Wilson had been walking down a path with Eva when a mountain lion suddenly appeared.

Photo by Didssph on Unsplash

A sweet face and fierce loyalty: Belgian Malinois defends owner.

The Belgian Malinois is a special breed of dog. It's highly intelligent, extremely athletic and needs a ton of interaction. While these attributes make the Belgian Malinois the perfect dog for police and military work, they can be a bit of a handful as a typical pet.

As Belgian Malinois owner Erin Wilson jokingly told NPR, they’re basically "a German shepherd on steroids or crack or cocaine.”

It was her Malinois Eva’s natural drive, however, that ended up saving Wilson’s life.
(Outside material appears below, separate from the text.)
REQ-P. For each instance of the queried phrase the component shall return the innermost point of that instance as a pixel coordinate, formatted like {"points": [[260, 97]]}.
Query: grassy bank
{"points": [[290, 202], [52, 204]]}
According to a news release from the California Department of Fish and Wildlife, Wilson had been walking down a path with Eva slightly ahead of her when a mountain lion suddenly appeared and swiped Wilson across the left shoulder. She quickly yelled Eva’s name and the dog’s instincts kicked in immediately. Eva rushed in to defend her owner.

It wasn’t long, though, before the mountain lion won the upper hand, much to Wilson’s horror.

She told TODAY, “They fought for a couple seconds, and then I heard her start crying. That’s when the cat latched on to her skull.”